AB: Eh doveva curare che, quando suonava l’allarme, venisse diretto bene il flusso alla cantina perché le cantine erano cantinacce, non erano mica le cantine che ci sono adesso, che sono belle pulite. C’erano, io mi ricordo che passavano i topi, eh, perché erano case vecchie, erano umide così. E doveva guardare che ci fosse le panchine perché mettevano le panchine, la gente andava lì, si sedeva e stava lì ad aspettare, contarsela sù che...
ZG: Quindi lui faceva questo lavoro di insomma far affluire le persone in cantina.
AB: Sì.
ZG: La cantina spettava soltanto al vostro palazzo o c’erano anche altri palazzi che dovevano [unclear]?
AB: No, ogni palazzo aveva la sua cantina.
ZG: E come mai vostro padre non vi svegliava, quando suonava l’allarme?
AB: Eh perché era compito della mia mamma ma mia mamma, lui scappava via [laughs] e mia mamma stava lì. Lei non c’era, c’ero solo io e io non avevo paura come non aveva paura la mia mamma. Mio fratello seguiva mio padre e via, perché lavorava anche lui. Aveva cinque anni più di me, perciò nel ’43 così.
MB: Lavorava alla Grazioli.
AB: Lavorava alla Grazioli.
ZG: Ma, e non avevate paura neanche dopo che si era incendiato il tetto della casa?
AB: No, non si era incendiato il tetto, si erano incendiato le gelosie.
ZG: Ah, le gelosie, giusto. E neanche dopo quell’occasione?
AB: Io non, non avevo paura, tant’è vero che pochissime volte sono andata giù in cantina. Non mi piaceva perché bisognava andare su e giù dalle scale, mamma mia, e dormivo.
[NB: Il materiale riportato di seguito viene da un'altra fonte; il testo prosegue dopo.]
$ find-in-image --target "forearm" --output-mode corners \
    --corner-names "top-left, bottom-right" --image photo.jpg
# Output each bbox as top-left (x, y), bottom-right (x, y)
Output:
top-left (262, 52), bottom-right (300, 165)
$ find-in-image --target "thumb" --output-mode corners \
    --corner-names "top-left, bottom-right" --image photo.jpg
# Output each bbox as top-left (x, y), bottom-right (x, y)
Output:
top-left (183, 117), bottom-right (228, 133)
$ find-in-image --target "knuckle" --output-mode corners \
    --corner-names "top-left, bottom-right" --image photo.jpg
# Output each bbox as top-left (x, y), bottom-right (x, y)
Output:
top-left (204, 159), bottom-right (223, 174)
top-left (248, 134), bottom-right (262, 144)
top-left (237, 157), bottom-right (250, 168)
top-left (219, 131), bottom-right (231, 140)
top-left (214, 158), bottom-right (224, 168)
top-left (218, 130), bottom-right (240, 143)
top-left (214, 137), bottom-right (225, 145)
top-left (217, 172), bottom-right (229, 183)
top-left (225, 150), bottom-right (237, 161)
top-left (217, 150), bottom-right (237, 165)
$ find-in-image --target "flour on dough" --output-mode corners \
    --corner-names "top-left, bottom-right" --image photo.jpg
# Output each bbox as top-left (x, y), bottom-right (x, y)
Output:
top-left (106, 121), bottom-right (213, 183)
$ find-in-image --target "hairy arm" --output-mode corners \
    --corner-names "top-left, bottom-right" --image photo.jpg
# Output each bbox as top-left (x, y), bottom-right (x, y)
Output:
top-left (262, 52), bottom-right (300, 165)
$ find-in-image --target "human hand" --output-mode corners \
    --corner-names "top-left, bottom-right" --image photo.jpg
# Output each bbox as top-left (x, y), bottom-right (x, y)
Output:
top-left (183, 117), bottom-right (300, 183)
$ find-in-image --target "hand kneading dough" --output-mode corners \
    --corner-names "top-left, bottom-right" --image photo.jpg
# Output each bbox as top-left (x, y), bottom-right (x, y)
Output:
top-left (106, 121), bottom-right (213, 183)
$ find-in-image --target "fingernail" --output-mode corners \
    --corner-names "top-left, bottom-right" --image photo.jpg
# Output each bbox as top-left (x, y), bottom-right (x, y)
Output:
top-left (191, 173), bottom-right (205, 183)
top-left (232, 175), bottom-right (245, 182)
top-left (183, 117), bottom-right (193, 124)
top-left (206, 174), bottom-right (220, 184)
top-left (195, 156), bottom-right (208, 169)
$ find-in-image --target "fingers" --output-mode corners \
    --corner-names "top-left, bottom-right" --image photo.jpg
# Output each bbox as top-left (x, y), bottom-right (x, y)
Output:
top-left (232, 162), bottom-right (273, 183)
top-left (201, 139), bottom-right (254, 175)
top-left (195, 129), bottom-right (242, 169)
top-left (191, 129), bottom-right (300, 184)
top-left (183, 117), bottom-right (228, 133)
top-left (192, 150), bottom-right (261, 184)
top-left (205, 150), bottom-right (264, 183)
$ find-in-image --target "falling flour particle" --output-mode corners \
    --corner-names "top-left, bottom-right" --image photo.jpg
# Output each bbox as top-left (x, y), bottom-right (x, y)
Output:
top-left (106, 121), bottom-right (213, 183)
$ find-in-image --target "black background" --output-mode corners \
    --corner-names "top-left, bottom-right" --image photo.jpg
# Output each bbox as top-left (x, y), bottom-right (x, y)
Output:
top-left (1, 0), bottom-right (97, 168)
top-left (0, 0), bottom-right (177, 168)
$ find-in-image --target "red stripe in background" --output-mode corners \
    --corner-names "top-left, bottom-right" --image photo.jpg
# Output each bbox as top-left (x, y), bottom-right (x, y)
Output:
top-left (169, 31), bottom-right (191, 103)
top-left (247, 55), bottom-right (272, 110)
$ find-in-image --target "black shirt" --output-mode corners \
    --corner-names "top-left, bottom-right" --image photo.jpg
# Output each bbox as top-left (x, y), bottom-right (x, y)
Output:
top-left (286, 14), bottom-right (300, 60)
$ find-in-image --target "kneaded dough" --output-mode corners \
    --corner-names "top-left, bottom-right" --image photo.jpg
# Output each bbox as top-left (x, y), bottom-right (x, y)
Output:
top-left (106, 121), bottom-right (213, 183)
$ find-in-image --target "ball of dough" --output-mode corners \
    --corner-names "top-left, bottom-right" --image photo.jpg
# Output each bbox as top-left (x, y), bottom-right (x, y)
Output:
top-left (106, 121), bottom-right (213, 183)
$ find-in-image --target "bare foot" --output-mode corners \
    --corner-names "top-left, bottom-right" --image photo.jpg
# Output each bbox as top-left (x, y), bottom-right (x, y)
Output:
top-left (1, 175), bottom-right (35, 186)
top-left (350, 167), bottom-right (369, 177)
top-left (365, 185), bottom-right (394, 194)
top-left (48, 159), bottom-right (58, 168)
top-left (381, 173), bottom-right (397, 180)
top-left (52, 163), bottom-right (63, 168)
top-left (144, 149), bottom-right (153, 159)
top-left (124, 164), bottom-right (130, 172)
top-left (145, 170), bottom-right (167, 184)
No, non mi piaceva.
ZG: E invece quando eravate a scuola è capitato che suonasse l’allarme?
AB: Ah sì, di giorno e lì era di giorno, lì invece mi piaceva perché ero con i miei compagni. Stavamo lì e magari dovevamo essere interrogate perciò c’era andata bene. La professoressa Lighini era un po’ severotta, eh.
ZG: E alle elementari come passavate il tempo nel rifugio?
AB: E niente, chiacchierando, chiacchierando.
ZG: Le maestre non vi, non c’erano compagni spaventati, qualcuno che aveva paura?
AB: Ma era solo le medie, perché io nelle elementari no eh. Nelle elementari non mi è mai successo. Perché nelle elementari, le avevo già finite perchè nel, io sono andata a scuola nelle elementari fino al ’42 perché, ma nel ’42 non c’erano i bombardamenti, ecco, sono incominciati nel ’43 i bombardamenti feroci che erano, che erano, e dopo ’43, dopo che c’era stato l’armistizio, perché prima no. C’erano i tedeschi che erano nostri alleati e noi effettivamente, quando abbiamo fatto l’armistizio li abbiamo lasciati, li abbiamo traditi in un certo senso e adesso.
ZG: Senta invece, tornando invece alle cantine di, a casa vostra. Com’è che le persone scendevano in queste cantine, c’era tipo una gerarchia, scendevano prima alcune persone poi delle altre?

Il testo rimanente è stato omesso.